• Ok... so here are some new information:

    I moved the TempDb to a separate ESATA drive on the server. My initial thought was that things seemed a little better but 5 hours later, if anything, the system is running slower than it was. Jobs that were running in 2 1/2 hours are now taking 2 3/4 hours.

    I have some more specific statistics to share.

    For SQLIO results, the Production server is running 881.66 IOPS with 6.88Mb/s on 8k and a 5 minute run. The Lab server runs 678.28 for 5.29Mb/s.

    On Performance monitor, I'm seeing the following:

    Avg Disk Sec.

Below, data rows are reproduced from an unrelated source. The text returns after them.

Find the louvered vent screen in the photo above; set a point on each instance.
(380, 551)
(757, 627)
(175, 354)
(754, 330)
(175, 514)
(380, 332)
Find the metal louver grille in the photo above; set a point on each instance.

Read Write Transfer

    Primary 0.017 0.028 0.202

    EventData 0.017 0.028 0.028

    Log 0.000 0.003 0.003

    TempDB 0.000 0.004 0.004

    I just observed an event that has given me some pause. Maybe this will change the nature of the conversation. What I've been focusing on is procedure that fires off and moves data from a raw storage table to a normalized data warehouse table. This requires taking data from remote clients and looking up key values and doing data conversion and other actions such as detecting new data and creating keys, etc. On the lab server I can run 4 instances of this job offset by 5 min each at together they will clear 180,000 records an hour. The production server, not so much... However, I happened to be watching the server at the top of the hour when an external agent fires off a sync command to the remote clients and they begin dumping their records to the raw storage table. In this sync process, eight remote clients at a time will dump their records in batches of 100 records each. What caught my attention is that during this phase, the Database IO rate shot up to over 100Mb/sec and the processor which had been pegged at 50% utilization was suddenly peaking at 100%. After the sync process completed, the IO went back down to 0.3 and the processor dropped back to 50%.

    Could there be some odd result because this process is fired from a Job? Of course, I'm just talking out loud now... working my way through the system a piece at a time.

    Oh, and addressing an earlier question about the structure. The production server was just deployed with fresh scripts from the latest working Lab deployment that we have so I'm confident that the procedure logic is identical to what is working extremely well on the Lab Server.